Qosi is a Sudanese man accused of acting as a bodyguard and driver for Osama bin Laden and other members of al-Qaeda. His hearing this week was a prelude to what is likely to be an ongoing debate about the legitimacy of new commissions. Civil liberties and human rights groups argue that they are a forum for cases in which the government has less evidence or evidence that would not stand up in federal court, citing, in particular, looser hearsay rules than in federal court and the ability, in some circumstances, to introduce evidence derived through coercion.
"It was designed to make punishment inevitable," Lawrence Martin, one of Qosi's civilian attorneys, said in court this week.
Qosi's lawyers filed a series of motions arguing that the commissions were unconstitutional because they placed defendants on the lower rung of a two-tier system of justice.
Navy Cmdr. Suzanne Lachelier, his military attorney, said the government's decision to keep Qosi in a military tribunal while sending other alleged al-Qaeda suspects to federal court was "irrational." Lachelier also represents Ramzi Binalshibh, who is accused of helping to organize the Sept. 11 attacks. Binalshibh is being sent to Manhattan for trial.
Organizations such as the American Civil Liberties Union have vowed to continue to challenge the commissions in federal court.
But government lawyers said that the tribunal system is a legitimate wartime tool, and that it has proved more sympathetic to defendants than any federal jury probably would.
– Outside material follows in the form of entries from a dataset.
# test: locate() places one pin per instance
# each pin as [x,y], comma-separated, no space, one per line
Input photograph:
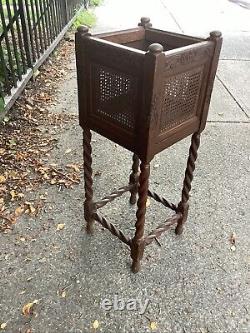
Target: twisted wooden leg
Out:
[137,246]
[134,178]
[88,181]
[183,205]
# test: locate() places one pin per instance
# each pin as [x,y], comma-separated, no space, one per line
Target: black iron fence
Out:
[29,31]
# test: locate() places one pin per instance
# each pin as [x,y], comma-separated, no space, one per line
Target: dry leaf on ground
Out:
[60,226]
[28,308]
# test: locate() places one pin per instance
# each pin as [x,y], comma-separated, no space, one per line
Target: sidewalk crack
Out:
[227,89]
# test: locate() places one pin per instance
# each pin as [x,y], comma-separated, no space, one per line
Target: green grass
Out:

Murphy noted that in an earlier case, he asked for 30 years for Salim Ahmed Hamdan, a bin Laden driver, but the man effectively got only six months from a military jury, and is now back in Yemen.
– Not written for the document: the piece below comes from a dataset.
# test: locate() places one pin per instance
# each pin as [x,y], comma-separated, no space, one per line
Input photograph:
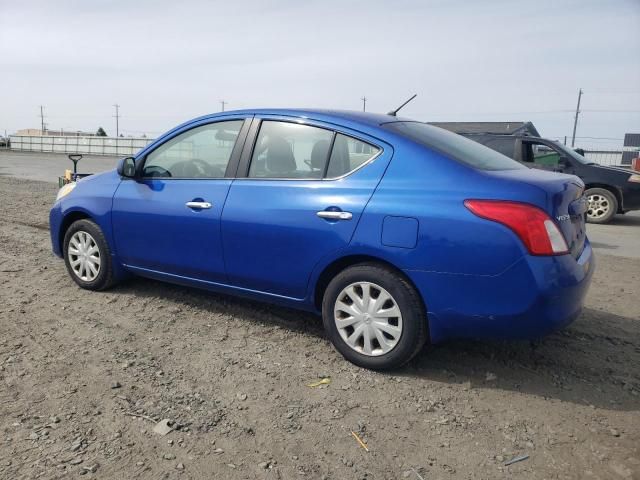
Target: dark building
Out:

"I believe the commissions are fair and will produce justice," said Murphy, a former federal prosecutor. "I believe that war presents facts that require the legal system to reflect the reality of the battlefield. . . . The rules of evidence that we operate under strike a balance between a wartime environment in which evidence is collected and yet offering protections to the accused that are far greater than we have offered enemy combatants in any other conflict in our history."